Ministry of Economic Integration of the Republic of Kazakhstan
- Emblem of Kazakhstan

Agency overview
- Formed: 16 April 2011; 15 years ago
- Dissolved: 11 May 2016; 10 years ago
- Jurisdiction: Government of Kazakhstan
- Headquarters: Astana, Kazakhstan
- Agency executive: Zhanar Aitzhanova, Minister;

= Ministry of Economic Integration (Kazakhstan) =

Government ministry of Kazakhstan

The Ministry of Economic Integration of the Republic of Kazakhstan (MEI RK, Қазақстан Республикасы Экономикалық интеграция істері жөніндегі министрлігі, ҚР ЭИІСМ; Министерство по делам экономической интеграции Республики Казахстан, МДЭИ РК) was an agency in the Government of Kazakhstan that existed from 2011 to 2016.

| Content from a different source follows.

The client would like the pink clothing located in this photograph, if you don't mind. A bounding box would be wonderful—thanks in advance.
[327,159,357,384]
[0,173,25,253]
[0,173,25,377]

The Ministry was formed on 16 April 2011 as a separate body of Ministry of Economic Development and Trade in order to strengthen the interests of Kazakhstan in international and regional economic integration. The Ministry of Economic Integration was led by Zhanar Aitzhanova until she was appointed as the Ambassador of Kazakhstan to Switzerland on 11 May 2016.